上诉人***、**、张某上诉请求:1.撤销(2019)川1921民初1771号民事判决;2.判令五被上诉人连带承担包括误工费、交通费、住宿费、丧葬费、死亡赔偿金、被抚养人生活费、精神损害抚慰金等各项损失约86万元的赔偿责任;3.判令五被上诉人连带承担车辆损失29000元,张建华死亡后尸体停放费用30400元,二项合计59400元;4.一、二审诉讼费用由被上诉人承担。事实与理由:一、一审认定法律关系错误。被上诉人张万军等人与张建华生前建立的是“雇佣法律关系”而非“运输合同关系”。雇佣关系是以生产资料(包含生产工具)和劳动力私有为基础形成的一种劳动关系,是指受雇人利用雇佣人提供的条件,在雇佣人的指导、监督下,以自身的技能和劳动工具为雇佣人提供劳动,并由雇佣人支付劳动报酬的法律关系。判断雇佣关系应从形式要件和实质要件二方面考虑:从形式要件上看双方有无订立雇佣合同或口头雇佣协议;从实质要件上,首先要看双方的权力义务是否为一方提供劳务,另一方支付报酬。其次要看雇员是否受雇主控制、指挥和监督,即是否存在隶属关系。雇员受雇主控制是雇佣关系存在的基础。在雇佣法律关系中,雇员仅是雇主雇佣来完成某项工作的人,雇员在工作时应听命于雇主,服从雇主的监督指导。三是看雇员是否为雇主或其委托的人所选任。只要具备上述形式要件和实质要件,即为雇佣关系。张万军等人为及时完成与被上诉人张颂刚、吴贞祥签订的《擂鼓城村道路施工合同》(以下简称施工合同)所确定内容,雇佣张建华等雇员从事承包工程中的相关劳务,因施工合同的内容包括“人工和机械施工”,而张万军等人不可能单独完成工程,雇主张万军等人除雇请普通雇工外,还必须雇请包括徐定才、张建华这样既具有特殊工种又带人带工具(生产工具)的特殊雇员(属于雇车雇人)。雇请时双方口头约定了徐定才、张建华等人运用特殊工种和劳动工具获取相应的报酬(35元/m³,报酬支付方式:张万军组织劳动力给蹇总等人打混凝土,然后其他被上诉人把工钱支付给张万军后,张万军再给工人支付——见通江县公安局交通管理大队对张万军的询问笔录)。同时,徐定才、张建华等人在从事雇佣劳务过程中受雇主(被上诉人)的监督、管理、安排和指挥(见施工合同及通江县应急管理局对徐定才、吴贞祥、蹇功名的询问笔录和通江县公安局交通管理大队对张万军的询问笔录)。
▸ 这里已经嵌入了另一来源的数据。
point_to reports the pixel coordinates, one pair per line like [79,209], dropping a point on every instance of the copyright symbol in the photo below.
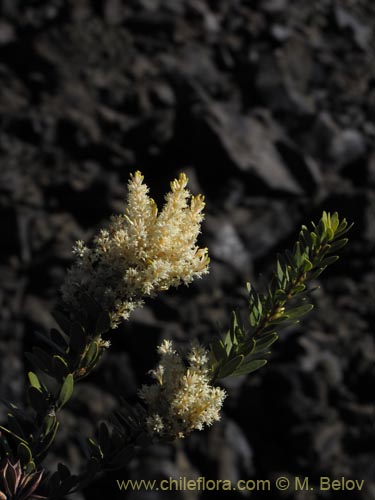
[282,483]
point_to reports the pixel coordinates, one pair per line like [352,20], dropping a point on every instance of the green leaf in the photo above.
[59,338]
[63,471]
[249,367]
[338,245]
[297,312]
[44,360]
[24,454]
[66,390]
[308,265]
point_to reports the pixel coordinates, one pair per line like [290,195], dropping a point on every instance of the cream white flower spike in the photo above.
[142,252]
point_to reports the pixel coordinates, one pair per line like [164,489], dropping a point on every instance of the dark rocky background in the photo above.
[267,106]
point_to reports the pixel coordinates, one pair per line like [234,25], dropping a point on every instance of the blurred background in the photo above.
[266,105]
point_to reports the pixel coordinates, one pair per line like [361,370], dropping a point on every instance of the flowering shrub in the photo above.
[143,252]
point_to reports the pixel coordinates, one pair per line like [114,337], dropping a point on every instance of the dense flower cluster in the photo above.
[182,398]
[141,253]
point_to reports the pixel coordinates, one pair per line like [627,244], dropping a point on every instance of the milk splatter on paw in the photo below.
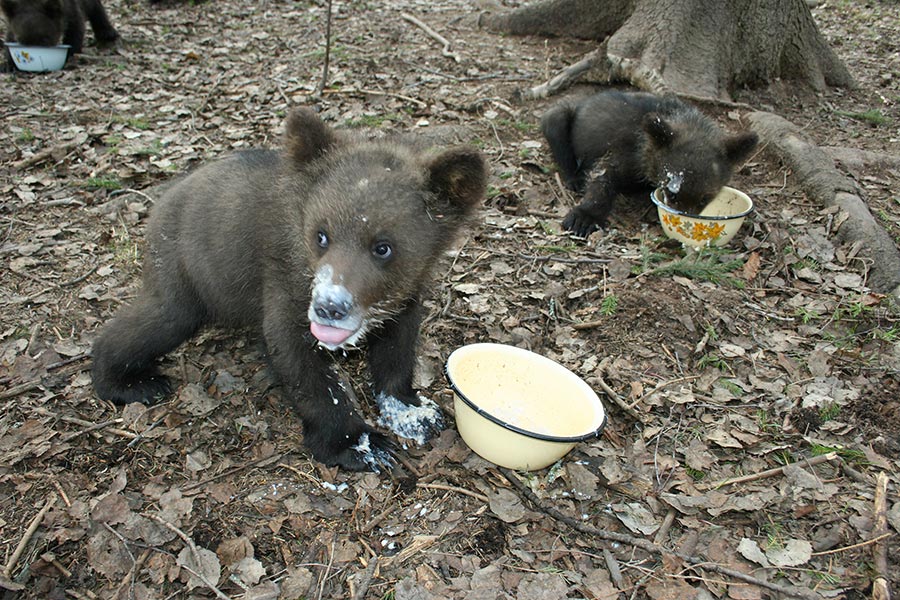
[377,458]
[417,423]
再者,徐定才、张建华等人所从事的劳务是根据雇主的指示和安排将施工场地内把混凝土转运到距搅拌场约60米的作业地点,并统一上下班时间;第四、张万军等人为了迅速完成合同内容,不但承担了相应的报酬,而且还统一安排了所有雇工的食、宿,并为张建华等人购买了人身意外险。由此可见张万军等人与张建华之间建立的是雇佣法律关系而非运输合同关系。合同法第288条规定“运输合同是承运人将旅客或者货物从起运地点运输到约定地点,托运人或收贷人支付票款或者运输费用的合同。”但被上诉人为了迅速完成工程,必须雇请包括徐定才、张建华这样既具有特殊工种又有运输工具(生产工具)的特殊雇员从事雇佣活动,而张建华等雇员在从事雇佣活动中必须按照雇主(或雇主的施工人员)的指示、接受其监督将混凝土转运到距搅拌场约60米远的作业地点(即仅是将混凝土在施工场地内进行转运,而不是在货运公路上运输,且采取封闭式施工)。由此可见张建华生前与张万军等人之间行为性质完全不符合运输合同的特征。二、张建华的死亡是在从事雇佣活动中因施工场地本身存在安全隐患和监督不到位所致。其事故发生地点在施工场地,且为封闭式施工,事故性质为安全生产责任事故,而非交通事故(见通江县应急管理局对该事故的处理意见和对车辆的鉴定意见报告,以及行政处罚决定书)。事故发生地属于坡陡路窄(坡度大于30度)、路基松软、无人现场指挥是导致安全事故发生的重要原因(见通江县应急管理局对徐定才的询问笔录及通江县应急管理局对该事故的处理决定和通江县公安局交通管理大队就本案的移送材料)。施工方明知现场存在安全隐患而不采取措施,同时对其他工人违规要求倒车卸料未能及时制止。三、受害人张建华在工地施工中,提供了劳务技术服务,其因工死亡后法定继承人有权获得赔偿。禹德建设公司是承包方,张颂刚、吴贞祥及张万军是实际施工人的分包人和承包人,蹇公明是现场负责人。张建华在从事雇佣活动中因安全生产事故遭受了人身损害,应当由禹德建设公司承担赔偿责任,并由张颂刚、吴贞祥、张万军、蹇公明承担连带赔偿责任。赔偿范围包括误工费、交通费、住宿费、生活费、丧葬费、死亡赔偿金、被抚养人生活费、精神损害抚慰金等计864479元;另加车辆损失29000元;张建华尸体停放费用30400元,该费用不是亲属拒不同意安葬造成的,而是因为该案不属于交通事故,通江县公安局交管大队于2019年4月29日将该案移送通江县应急管理局,2019年7月5日该县人民政府作出认定批复,2019年7月11日吴贞祥才支付停放尸体及安葬费用,共计923879元。
被上诉人禹德建设公司、张颂刚、吴贞祥、蹇公明辩称:上诉状内容均不成立,诉讼请求的数额在一审已发表了质证意见,第3项上诉请求在一审中没有,是二审中新增加的诉讼请求。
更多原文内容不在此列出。